Sep 26, 2023

Investment bank Goldman Sachs said it does not believe the Fed will change its policy on higher oil prices.

usoil chart

USOIL: Daily Chart

Oil prices dipped last week but remain elevated above the $90 level.

The jump in prices at the pump, which could worsen a recession threat, may take half a percentage point off consumption growth during the next two quarters but is a manageable headwind, according to Goldman Sachs.

Although consumption is expected to slow into the year-end, Goldman analyst Spencer Hill sees three reasons why higher oil prices are unlikely to cause consumer spending or growth to decline.

He added that the last of the three reasons would be key for the Federal Reserve. “Chair Powell reminded us at the September press conference that the Fed tends not to react to energy price shocks,” he said in a research note.

During the conference, Powell said higher energy prices were “significant” and that “it comes down to how sustained high energy prices are.” He added that “energy prices don’t have that much of a signal about where the economy is going.”

“We do not expect the recent oil move to de-anchor inflation expectations and, in turn, force a policy response.”

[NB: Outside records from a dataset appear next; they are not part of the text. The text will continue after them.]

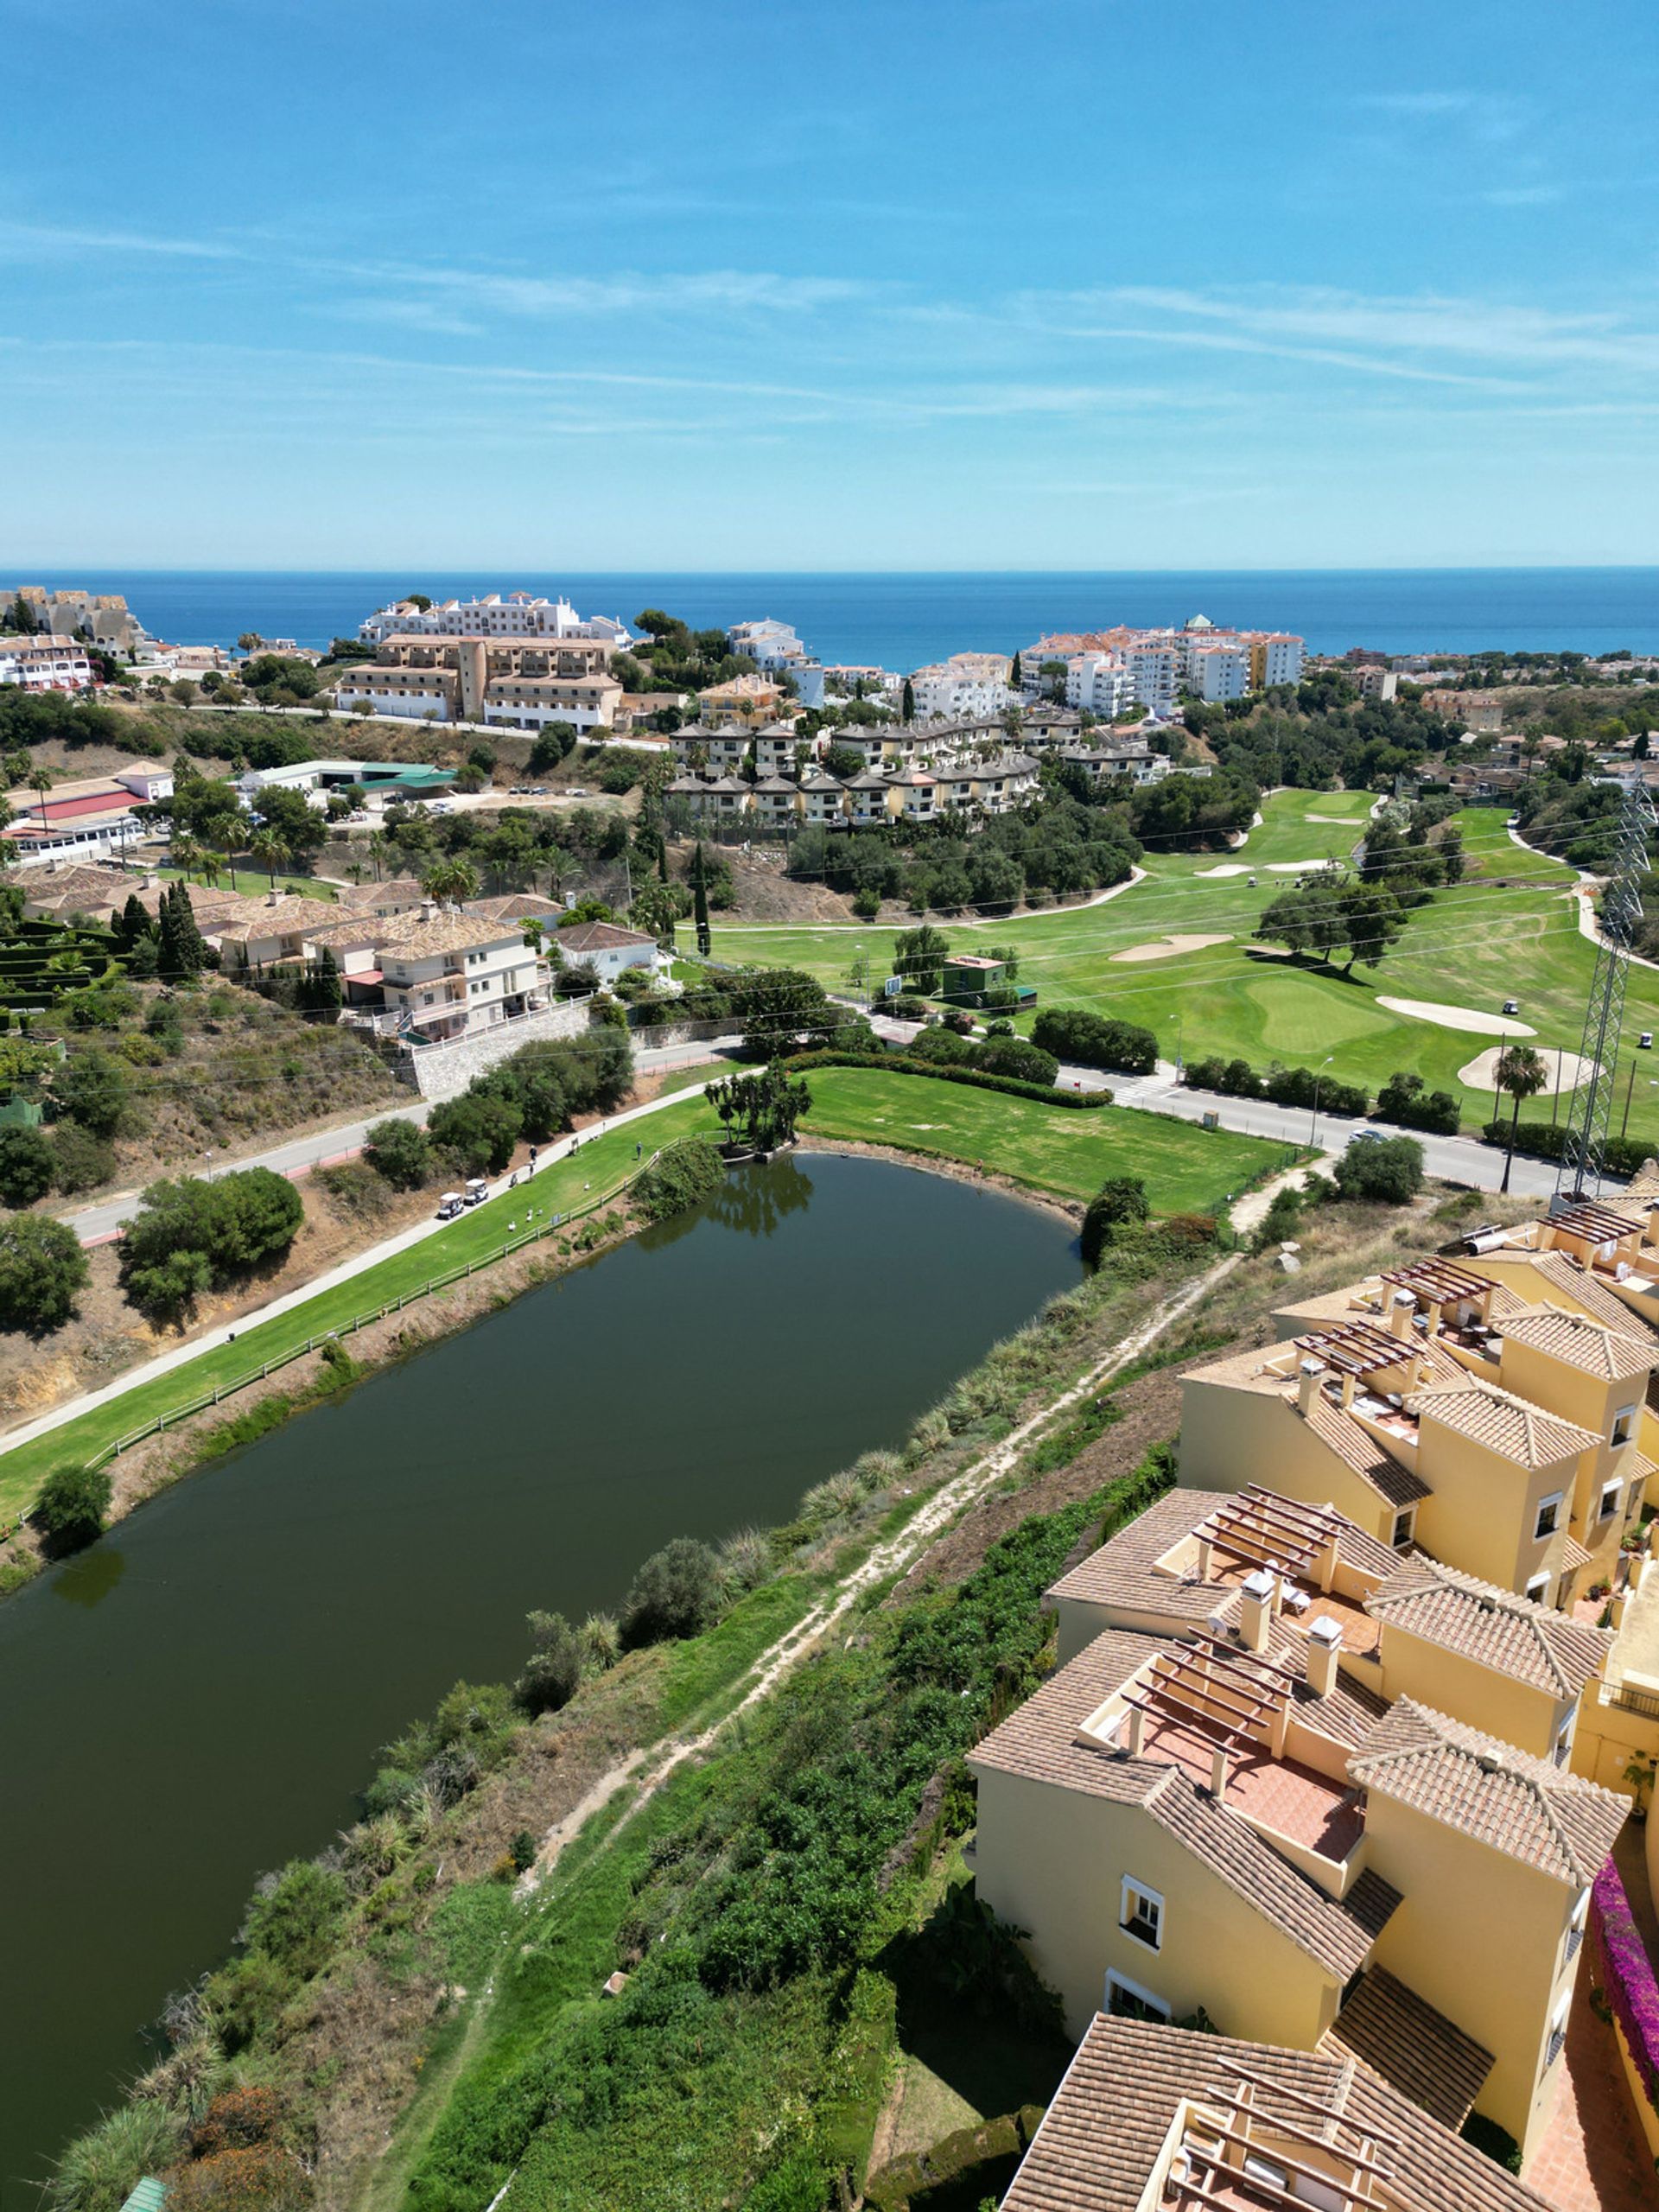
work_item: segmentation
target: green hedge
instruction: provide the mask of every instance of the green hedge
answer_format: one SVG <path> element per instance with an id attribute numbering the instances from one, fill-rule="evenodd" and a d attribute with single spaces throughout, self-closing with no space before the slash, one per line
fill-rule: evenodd
<path id="1" fill-rule="evenodd" d="M 906 1052 L 886 1052 L 880 1059 L 868 1052 L 797 1052 L 788 1065 L 791 1074 L 806 1068 L 880 1068 L 899 1075 L 932 1076 L 940 1083 L 969 1084 L 976 1090 L 1001 1090 L 1010 1098 L 1034 1098 L 1043 1106 L 1109 1106 L 1112 1103 L 1109 1090 L 1054 1090 L 1040 1083 L 1021 1083 L 1017 1076 L 986 1075 L 978 1068 L 913 1059 Z"/>
<path id="2" fill-rule="evenodd" d="M 1501 1152 L 1510 1148 L 1510 1124 L 1507 1122 L 1483 1123 L 1481 1135 L 1488 1144 L 1496 1145 Z M 1522 1122 L 1516 1132 L 1515 1148 L 1529 1160 L 1559 1160 L 1567 1141 L 1565 1122 Z M 1615 1175 L 1634 1175 L 1644 1160 L 1653 1158 L 1653 1147 L 1641 1137 L 1609 1137 L 1604 1153 L 1609 1171 Z"/>

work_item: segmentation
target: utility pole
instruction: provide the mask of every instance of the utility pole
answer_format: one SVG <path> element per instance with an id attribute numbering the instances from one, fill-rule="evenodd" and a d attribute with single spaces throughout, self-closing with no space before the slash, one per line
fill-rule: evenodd
<path id="1" fill-rule="evenodd" d="M 1653 808 L 1646 791 L 1639 786 L 1627 791 L 1613 834 L 1612 857 L 1602 893 L 1595 974 L 1585 1005 L 1584 1035 L 1579 1046 L 1580 1065 L 1588 1069 L 1589 1080 L 1575 1093 L 1568 1109 L 1555 1193 L 1550 1200 L 1552 1212 L 1595 1198 L 1606 1173 L 1624 987 L 1630 977 L 1631 941 L 1642 918 L 1641 882 L 1647 873 L 1648 833 L 1653 825 Z"/>

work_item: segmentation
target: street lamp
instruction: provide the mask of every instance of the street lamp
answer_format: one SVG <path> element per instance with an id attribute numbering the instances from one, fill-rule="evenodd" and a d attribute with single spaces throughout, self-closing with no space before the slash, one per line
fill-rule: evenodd
<path id="1" fill-rule="evenodd" d="M 1179 1083 L 1181 1079 L 1181 1070 L 1185 1065 L 1181 1057 L 1181 1039 L 1186 1030 L 1186 1008 L 1184 1006 L 1177 1007 L 1169 1018 L 1175 1024 L 1175 1080 Z"/>
<path id="2" fill-rule="evenodd" d="M 1659 1084 L 1659 1075 L 1650 1075 L 1650 1076 L 1648 1077 L 1648 1088 L 1649 1088 L 1649 1090 L 1651 1090 L 1653 1089 L 1653 1087 L 1654 1087 L 1654 1085 L 1655 1085 L 1656 1084 Z M 1630 1065 L 1630 1081 L 1629 1081 L 1629 1082 L 1625 1084 L 1625 1086 L 1624 1086 L 1624 1120 L 1623 1120 L 1623 1121 L 1619 1123 L 1619 1125 L 1618 1125 L 1618 1135 L 1619 1135 L 1619 1141 L 1620 1141 L 1620 1142 L 1621 1142 L 1621 1143 L 1624 1141 L 1624 1139 L 1625 1134 L 1626 1134 L 1626 1132 L 1629 1130 L 1630 1126 L 1630 1093 L 1631 1093 L 1635 1089 L 1636 1089 L 1636 1065 L 1635 1065 L 1635 1063 L 1634 1063 L 1634 1062 L 1632 1062 L 1632 1063 L 1631 1063 L 1631 1065 Z"/>
<path id="3" fill-rule="evenodd" d="M 1315 1069 L 1313 1074 L 1313 1118 L 1307 1125 L 1307 1141 L 1309 1144 L 1316 1147 L 1319 1141 L 1319 1085 L 1325 1080 L 1325 1071 L 1326 1068 L 1330 1066 L 1332 1061 L 1334 1060 L 1336 1057 L 1337 1056 L 1334 1052 L 1327 1052 L 1325 1058 L 1319 1062 L 1319 1065 Z"/>

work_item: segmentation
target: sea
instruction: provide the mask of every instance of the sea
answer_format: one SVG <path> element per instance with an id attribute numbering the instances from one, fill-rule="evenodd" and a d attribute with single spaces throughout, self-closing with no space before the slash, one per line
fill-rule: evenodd
<path id="1" fill-rule="evenodd" d="M 1289 630 L 1313 652 L 1485 650 L 1659 652 L 1659 568 L 1021 569 L 798 575 L 586 575 L 408 569 L 237 570 L 37 567 L 0 563 L 11 583 L 121 592 L 174 645 L 234 645 L 247 631 L 326 645 L 411 591 L 433 599 L 561 592 L 583 614 L 633 623 L 662 607 L 694 629 L 771 615 L 830 663 L 912 669 L 948 653 L 1014 652 L 1046 631 L 1179 624 Z"/>

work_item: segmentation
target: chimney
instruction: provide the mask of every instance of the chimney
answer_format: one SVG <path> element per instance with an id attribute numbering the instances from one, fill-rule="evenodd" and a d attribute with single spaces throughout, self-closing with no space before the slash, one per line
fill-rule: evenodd
<path id="1" fill-rule="evenodd" d="M 421 901 L 421 919 L 423 922 L 434 922 L 437 918 L 437 900 L 435 899 L 423 899 Z"/>
<path id="2" fill-rule="evenodd" d="M 1258 1567 L 1245 1576 L 1239 1595 L 1238 1632 L 1252 1651 L 1265 1651 L 1268 1623 L 1278 1611 L 1279 1578 Z"/>
<path id="3" fill-rule="evenodd" d="M 1307 1681 L 1315 1697 L 1329 1697 L 1337 1687 L 1337 1654 L 1342 1649 L 1342 1624 L 1321 1613 L 1308 1624 Z"/>
<path id="4" fill-rule="evenodd" d="M 1389 1306 L 1389 1333 L 1403 1342 L 1411 1334 L 1411 1317 L 1417 1301 L 1408 1290 L 1396 1290 Z"/>
<path id="5" fill-rule="evenodd" d="M 1227 1776 L 1231 1755 L 1225 1744 L 1217 1744 L 1210 1754 L 1210 1795 L 1219 1804 L 1227 1795 Z"/>
<path id="6" fill-rule="evenodd" d="M 1354 1370 L 1351 1367 L 1342 1378 L 1342 1402 L 1344 1410 L 1354 1402 Z"/>
<path id="7" fill-rule="evenodd" d="M 1146 1735 L 1147 1708 L 1143 1705 L 1132 1705 L 1129 1707 L 1128 1737 L 1129 1757 L 1132 1759 L 1140 1758 L 1141 1746 L 1146 1741 Z"/>
<path id="8" fill-rule="evenodd" d="M 1442 1301 L 1438 1298 L 1431 1298 L 1428 1301 L 1428 1333 L 1431 1337 L 1440 1335 L 1440 1323 L 1445 1316 L 1446 1307 Z"/>
<path id="9" fill-rule="evenodd" d="M 1659 1521 L 1656 1521 L 1653 1525 L 1656 1529 L 1659 1529 Z M 1208 1536 L 1200 1536 L 1198 1538 L 1198 1580 L 1200 1582 L 1209 1581 L 1215 1559 L 1215 1545 Z"/>
<path id="10" fill-rule="evenodd" d="M 1322 1359 L 1305 1359 L 1297 1370 L 1299 1380 L 1296 1384 L 1296 1402 L 1304 1413 L 1313 1403 L 1314 1395 L 1319 1387 L 1319 1377 L 1324 1372 L 1325 1362 Z"/>

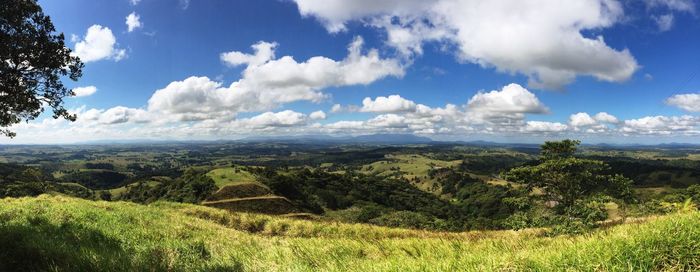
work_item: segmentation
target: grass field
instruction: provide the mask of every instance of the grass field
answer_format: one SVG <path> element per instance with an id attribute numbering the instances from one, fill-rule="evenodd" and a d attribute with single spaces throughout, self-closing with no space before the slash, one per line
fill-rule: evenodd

The size of the price increase is small; the effects on growth should be partially offset by higher energy-sector CAPEX in addition to lower electricity prices, and higher prices would not lead to further tightening from the Fed, according to the analyst.

Energy accounts for only 4.0% of consumption as of July, and gasoline is 2.3% of that. Despite a $20 jump in crude prices since June, it is less than half the increases in the first six months of 2008 and 2022. The investment bank also thinks most of the gains in gasoline prices have already occurred.

The economy will grow further due to a smaller-than-usual one-tenth percentage point increase in CAPEX over the next year, and a 1% drop in seasonally adjusted electricity prices should also boost consumers in that period.

Jack Janasiewicz, portfolio strategist at Natixis, thinks oil is more of a headwind.

The rapid rise to $100 per barrel could spell trouble for risky assets, he said in comments, stating that oil is one of the key economic risks demanding close attention.